The 1925–26 Syracuse Orangemen basketball team represented Syracuse University in intercollegiate basketball during the 1925–26 season. The team finished the season with a 19–1 record, was retroactively named the national champion by the Helms Athletic Foundation and was retroactively listed as the season's top team by the Premo-Porretta Power Poll. Vic Hanson was named an All-American for the second straight year.

==Schedule and results==

| Date time, TV | Rank^{#} | Opponent^{#} | Result | Record | Site city, state |
Regular season
| 12/9/1925* |  | Hobart | W 34–10 | 1–0 | Archbold Gymnasium Syracuse, NY |
| 12/12/1925* |  | Clarkson | W 61–14 | 2–0 | Archbold Gymnasium Syracuse, NY |
| 12/16/1925* |  | Niagara | W 24–18 | 3–0 | Archbold Gymnasium Syracuse, NY |
| 12/22/1925* |  | at Buffalo | W 29–25 | 4–0 | Buffalo, NY |
| 12/29/1925* |  | Penn | W 30–25 | 5–0 | Archbold Gymnasium Syracuse, NY |
| 1/1/1926* |  | Princeton | W 32–17 | 6–0 | Archbold Gymnasium Syracuse, NY |
| 1/6/1926* |  | at Cornell | W 34–23 | 7–0 | Barton Hall Ithaca, NY |
| 1/9/1926* |  | Buffalo | W 24–23 | 8–0 | Archbold Gymnasium Syracuse, NY |
| 1/16/1926* |  | NYU | W 40–20 | 9–0 | Archbold Gymnasium Syracuse, NY |
| 1/20/1926* |  | Cornell | W 35–20 | 10–0 | Archbold Gymnasium Syracuse, NY |
| 1/30/1926* |  | at Army | W 23–20 | 11–0 | West Point, NY |
| 2/4/1926* |  | Rutgers | W 42–25 | 12–0 | Archbold Gymnasium Syracuse, NY |
| 2/6/1926* |  | Michigan | W 36–33 | 13–0 | Archbold Gymnasium Syracuse, NY |
| 2/13/1926* |  | at Colgate | W 28–26 | 14–0 | Hamilton, NY |
| 2/19/1926* |  | Rochester | W 28–22 | 15–0 | Archbold Gymnasium Syracuse, NY |
| 2/24/1926* |  | at Penn State | L 31–37 | 15–1 | Armory University Park, PA |
| 2/26/1926* |  | at Rochester | W 30–22 | 16–1 | Rochester, NY |
| 3/3/1926* |  | St.
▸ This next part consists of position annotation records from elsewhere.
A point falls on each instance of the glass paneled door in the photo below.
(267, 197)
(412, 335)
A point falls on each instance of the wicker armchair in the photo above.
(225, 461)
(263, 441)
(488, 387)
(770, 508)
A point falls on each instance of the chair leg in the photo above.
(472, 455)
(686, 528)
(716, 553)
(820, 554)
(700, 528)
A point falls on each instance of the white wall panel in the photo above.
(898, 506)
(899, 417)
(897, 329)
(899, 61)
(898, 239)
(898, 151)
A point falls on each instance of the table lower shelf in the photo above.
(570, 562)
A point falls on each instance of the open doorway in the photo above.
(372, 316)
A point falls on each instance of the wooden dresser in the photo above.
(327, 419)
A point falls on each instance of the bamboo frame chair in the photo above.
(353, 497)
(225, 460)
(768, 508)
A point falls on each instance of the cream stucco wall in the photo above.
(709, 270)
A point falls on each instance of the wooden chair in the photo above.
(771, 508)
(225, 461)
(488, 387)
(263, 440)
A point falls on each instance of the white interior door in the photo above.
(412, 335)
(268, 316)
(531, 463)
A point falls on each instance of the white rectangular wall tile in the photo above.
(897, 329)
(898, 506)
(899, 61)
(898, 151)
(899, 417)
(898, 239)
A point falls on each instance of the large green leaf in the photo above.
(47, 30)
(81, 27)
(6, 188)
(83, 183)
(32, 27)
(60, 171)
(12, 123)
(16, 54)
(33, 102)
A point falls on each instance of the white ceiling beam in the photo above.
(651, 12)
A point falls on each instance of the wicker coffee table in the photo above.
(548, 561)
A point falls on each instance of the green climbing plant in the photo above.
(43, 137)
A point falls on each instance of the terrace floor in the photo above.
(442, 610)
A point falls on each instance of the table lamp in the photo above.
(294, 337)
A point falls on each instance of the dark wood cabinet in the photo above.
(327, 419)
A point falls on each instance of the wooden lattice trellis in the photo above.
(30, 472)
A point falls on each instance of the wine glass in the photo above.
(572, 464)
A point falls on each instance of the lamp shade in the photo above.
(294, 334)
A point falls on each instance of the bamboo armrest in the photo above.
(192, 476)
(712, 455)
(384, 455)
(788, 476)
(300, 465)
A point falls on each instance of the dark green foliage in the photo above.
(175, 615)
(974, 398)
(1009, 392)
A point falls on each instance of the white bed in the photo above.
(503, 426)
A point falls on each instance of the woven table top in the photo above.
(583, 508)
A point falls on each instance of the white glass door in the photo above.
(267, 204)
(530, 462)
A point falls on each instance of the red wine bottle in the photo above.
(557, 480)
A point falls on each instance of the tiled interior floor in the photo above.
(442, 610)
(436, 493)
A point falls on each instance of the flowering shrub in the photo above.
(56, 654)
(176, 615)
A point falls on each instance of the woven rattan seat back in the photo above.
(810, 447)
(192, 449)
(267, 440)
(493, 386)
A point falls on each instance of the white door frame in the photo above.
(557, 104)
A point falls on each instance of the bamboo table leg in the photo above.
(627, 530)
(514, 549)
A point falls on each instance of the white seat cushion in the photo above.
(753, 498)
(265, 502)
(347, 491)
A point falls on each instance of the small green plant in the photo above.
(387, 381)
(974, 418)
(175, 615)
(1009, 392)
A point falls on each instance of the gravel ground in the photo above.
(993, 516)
Lawrence | W 24–18 | 17–1 | Archbold Gymnasium Syracuse, NY |
| 3/6/1926* |  | Penn State | W 29–12 | 18–1 | Archbold Gymnasium Syracuse, NY |
| 3/13/1926* |  | Colgate | W 29–12 | 19–1 | Archbold Gymnasium Syracuse, NY |
*Non-conference game. ^{#}Rankings from AP Poll. (#) Tournament seedings in parentheses.